2. Aan de asielaanvraag heeft eiser het volgende ten grondslag gelegd. In 2014 is eisers oma, bij wie hij woonde, overleden. Na haar overlijden zijn diverse familieleden naar eiser gekomen om te vertellen dat hij het goud van zijn oma aan hen moest overdragen. Eiser had echter geen goud van zijn oma in zijn bezit. De familieleden dreigden eiser te doden als hij het goud niet aan hen gaf en hebben hem ook aangevallen. Eiser werd door vijfentwintig familieleden vastgehouden, maar hij wist te ontsnappen. Eiser is daarna uit Ghana gevlucht.
3. Bij het bestreden besluit heeft verweerder de identiteit, nationaliteit en herkomst van eiser geloofwaardig geacht. Verweerder acht niet geloofwaardig dat eiser familieproblemen heeft. Redengevend daarvoor is dat eiser hierover onsamenhangende, vage en wisselende verklaringen heeft afgelegd en ook geen documenten ter onderbouwing van de problemen heeft overgelegd. De asielaanvraag van eiser is afgewezen als kennelijk ongegrond op grond van artikel 30b, eerste lid, aanhef en onder b en h, van de Vw, [2] omdat eiser afkomstig is uit een veilig land van herkomst en zonder gegronde reden niet zo snel mogelijk zijn asielwens kenbaar heeft gemaakt nadat hij Nederland op onrechtmatige wijze was binnengekomen.

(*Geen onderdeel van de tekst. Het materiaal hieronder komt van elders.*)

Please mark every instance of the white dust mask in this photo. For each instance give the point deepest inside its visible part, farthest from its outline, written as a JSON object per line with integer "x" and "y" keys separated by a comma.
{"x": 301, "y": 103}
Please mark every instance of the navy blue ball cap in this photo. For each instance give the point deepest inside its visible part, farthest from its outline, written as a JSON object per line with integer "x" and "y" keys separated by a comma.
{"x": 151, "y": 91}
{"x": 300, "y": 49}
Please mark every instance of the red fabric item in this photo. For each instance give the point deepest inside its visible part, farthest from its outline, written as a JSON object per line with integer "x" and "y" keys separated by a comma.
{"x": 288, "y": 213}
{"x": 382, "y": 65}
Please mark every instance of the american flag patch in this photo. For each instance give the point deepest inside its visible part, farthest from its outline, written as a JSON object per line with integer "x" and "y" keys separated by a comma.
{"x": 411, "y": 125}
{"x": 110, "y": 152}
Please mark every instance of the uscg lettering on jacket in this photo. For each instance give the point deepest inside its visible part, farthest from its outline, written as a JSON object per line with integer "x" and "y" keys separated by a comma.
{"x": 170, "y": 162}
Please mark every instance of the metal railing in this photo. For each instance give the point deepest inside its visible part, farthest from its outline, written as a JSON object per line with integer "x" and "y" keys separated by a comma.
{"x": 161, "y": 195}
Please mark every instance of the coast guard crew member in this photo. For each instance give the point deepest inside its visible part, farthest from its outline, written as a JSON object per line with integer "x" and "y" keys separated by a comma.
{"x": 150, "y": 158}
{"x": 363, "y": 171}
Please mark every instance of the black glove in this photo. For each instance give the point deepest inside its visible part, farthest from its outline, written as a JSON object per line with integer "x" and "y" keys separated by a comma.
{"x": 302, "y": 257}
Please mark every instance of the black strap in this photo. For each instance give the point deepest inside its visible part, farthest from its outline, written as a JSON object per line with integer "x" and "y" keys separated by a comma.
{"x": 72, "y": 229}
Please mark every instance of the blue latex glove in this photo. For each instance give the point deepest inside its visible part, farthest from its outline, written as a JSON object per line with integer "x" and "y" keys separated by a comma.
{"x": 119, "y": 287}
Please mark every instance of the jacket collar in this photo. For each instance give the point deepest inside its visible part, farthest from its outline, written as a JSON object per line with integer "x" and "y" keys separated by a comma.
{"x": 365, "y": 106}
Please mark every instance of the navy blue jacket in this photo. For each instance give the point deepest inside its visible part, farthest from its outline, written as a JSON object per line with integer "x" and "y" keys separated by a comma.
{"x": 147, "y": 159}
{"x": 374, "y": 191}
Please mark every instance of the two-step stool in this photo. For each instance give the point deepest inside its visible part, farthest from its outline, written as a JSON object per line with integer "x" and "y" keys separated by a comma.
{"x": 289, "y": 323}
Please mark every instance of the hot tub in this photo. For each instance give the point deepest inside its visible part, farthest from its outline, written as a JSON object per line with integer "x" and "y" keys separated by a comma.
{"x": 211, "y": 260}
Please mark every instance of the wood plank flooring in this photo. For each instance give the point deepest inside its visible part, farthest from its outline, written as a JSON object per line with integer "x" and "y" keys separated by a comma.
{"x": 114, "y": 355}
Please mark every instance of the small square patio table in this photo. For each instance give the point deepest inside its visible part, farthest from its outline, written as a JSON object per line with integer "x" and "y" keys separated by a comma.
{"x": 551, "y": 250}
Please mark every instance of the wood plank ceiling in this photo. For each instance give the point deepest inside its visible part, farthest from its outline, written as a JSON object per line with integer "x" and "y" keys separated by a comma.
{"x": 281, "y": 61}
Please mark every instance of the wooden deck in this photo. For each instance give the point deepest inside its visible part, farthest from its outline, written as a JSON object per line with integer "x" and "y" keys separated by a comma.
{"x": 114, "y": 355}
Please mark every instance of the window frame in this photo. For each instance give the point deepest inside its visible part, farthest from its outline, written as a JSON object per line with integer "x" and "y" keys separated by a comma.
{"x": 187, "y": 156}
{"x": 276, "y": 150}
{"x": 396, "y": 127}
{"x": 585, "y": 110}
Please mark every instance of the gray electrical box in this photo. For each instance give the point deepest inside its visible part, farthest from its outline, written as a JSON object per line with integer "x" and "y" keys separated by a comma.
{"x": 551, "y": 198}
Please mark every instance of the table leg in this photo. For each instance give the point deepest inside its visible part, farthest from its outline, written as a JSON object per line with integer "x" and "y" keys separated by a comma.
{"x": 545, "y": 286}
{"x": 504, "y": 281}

4. Eiser kan zich niet verenigen met het bestreden besluit en voert daartegen het volgende aan. Verweerder heeft onvoldoende rekening gehouden met eisers referentiekader. Eiser is ongeschoold en de gemachtigde van eiser heeft de indruk dat eiser zwakbegaafd is. Eiser is zich niet bewust van maanden of jaargetijden. Daarnaast heeft verweerder ten onrechte een tegenstrijdigheid tussen de verklaringen van eiser tijdens het verhoor door de AVIM [3] en het gehoor tegengeworpen. De gemachtigde van eiser heeft het proces-verbaal van verhoor namelijk niet ontvangen en daardoor kon de desbetreffende verklaring niet worden gecorrigeerd. Verder heeft verweerder ten onrechte tegengeworpen dat eiser geen documenten ter onderbouwing van zijn relaas heeft overgelegd. Documenten hebben geen rol gespeeld in het leven van eiser en verweerder gaat ten onrechte ervan uit dat eiser tijdens het gehoor heeft bedoeld te verklaren dat hij documenten heeft achtergelaten in Ghana. Bovendien kan de door verweerder gevraagde overlijdensakte van eisers oma zijn problemen met de familieleden niet aantonen. Eiser betwist voorts dat Ghana een veilig land van herkomst is. De politie doet niets bij familieproblemen en alleen machtige mensen kunnen naar de politie toe gaan. Ook is ten onrechte tegengeworpen dat eiser zich niet zo snel mogelijk na zijn binnenkomst in Nederland heeft gemeld. Eiser heeft verklaard dat hij op 7 oktober 2021 is ingereisd, maar omdat hij niet goed is met data kan het ook zijn dat hij niet op die exacte datum is Nederland is binnengekomen. Het lukte eiser voorts niet om bij het aanmeldcentrum in Ter Apel te komen. De aanvraag is dan ook ten onrechte afgewezen als kennelijk ongegrond, waardoor ten onrechte een vertrektermijn is onthouden en een terugkeerbesluit en inreisverbod is uitgevaardigd.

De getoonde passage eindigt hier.